Die wirklich spannenden Dinge sind bislang nur mit echten, sprich: von Apple zugelassenen, Programmen möglich, die direkten Zugriff auf die Hardware erhalten. Hinzu kommt, dass Apple auch bei Safari die Hosen anhat: Es ist die bislang einzige Browser-Plattform, die für iPhone, iPod touch oder iPad von dem Konzern zugelassen ist. So konnte Apple etwa entscheiden, dass man die Animations- und Videotechnik Flash nicht auf dem iPad haben will. Ergebnis: Zig Websites von der "New York Times" bis zum "Time"-Magazin basteln derzeit fieberhaft an Lösungen, um dieses Manko zu umgehen.

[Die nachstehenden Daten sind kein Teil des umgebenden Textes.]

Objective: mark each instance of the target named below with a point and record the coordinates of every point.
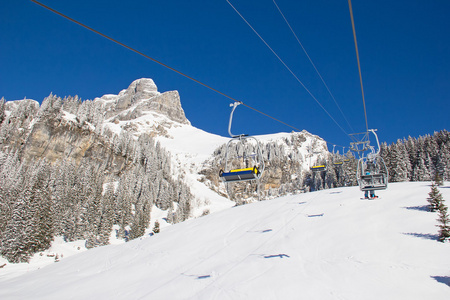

Aber nicht nur Apple bastelt fleißig am umzäunten Garten. Ein zweiter scheinbar unaufhaltsamer Gigant übernimmt parallel das halbe Internet. Die Rede ist von Facebook, dem sozialen Netzwerk, dessen Gründer meint, Datenschutz sei überholt. Wer sich bei Facebook einloggt, hat es nur noch beschränkt mit dem freien Web zu tun.
Die Firma versucht, ihre mehr als 300 Millionen Nutzer möglichst lange in der eigenen Netzwelt zu halten. Dort gibt es alles, was man braucht: Man kann "Fans" von Unternehmen, Musikern oder sozialen Projekten werden, "Farmville" spielen, bis der Arzt kommt, Chatten, Musikhören oder seinen Freundeskreis von virtuellen Zombies verspeisen lassen. Will man zurück ins reguläre Netz, erscheint eine furchterregende Warnung: Achtung, Sie verlassen jetzt Facebook! Denn, so glauben die Betreiber offenbar, der Rest des Netzes, den sie nicht kontrollieren, ist ein gefährliches Pflaster. Dass auch Facebook selbst gefährlich sein kann, etwa durch Malware oder Phishing-Angriff, wird dabei galant unterschlagen.
Aktuell ist Facebook dabei, seine Technik möglichst weit zu verbreiten. Mittels "Facebook Connect" bauen immer mehr Websites Funktionen des sozialen Netzwerks bei sich ein. Sie werden damit angelockt, dass Facebook ihnen Nutzer bringen könnte. Demnächst soll es möglich sein, auf nahezu allen Internet-Angeboten Zugriff auf Facebook-Inhalte und den eigenen "sozialen Graphen" zu erhalten. Facebook erhält im Gegenzug jede Menge Daten und kann dann genauer werben. Damit wird der Social Networking-Riese zu einer Art Online-Dienst durch die Hintertür. Auch hier konzentriert sich mehr Macht, als es vielen Usern lieb sein dürfte.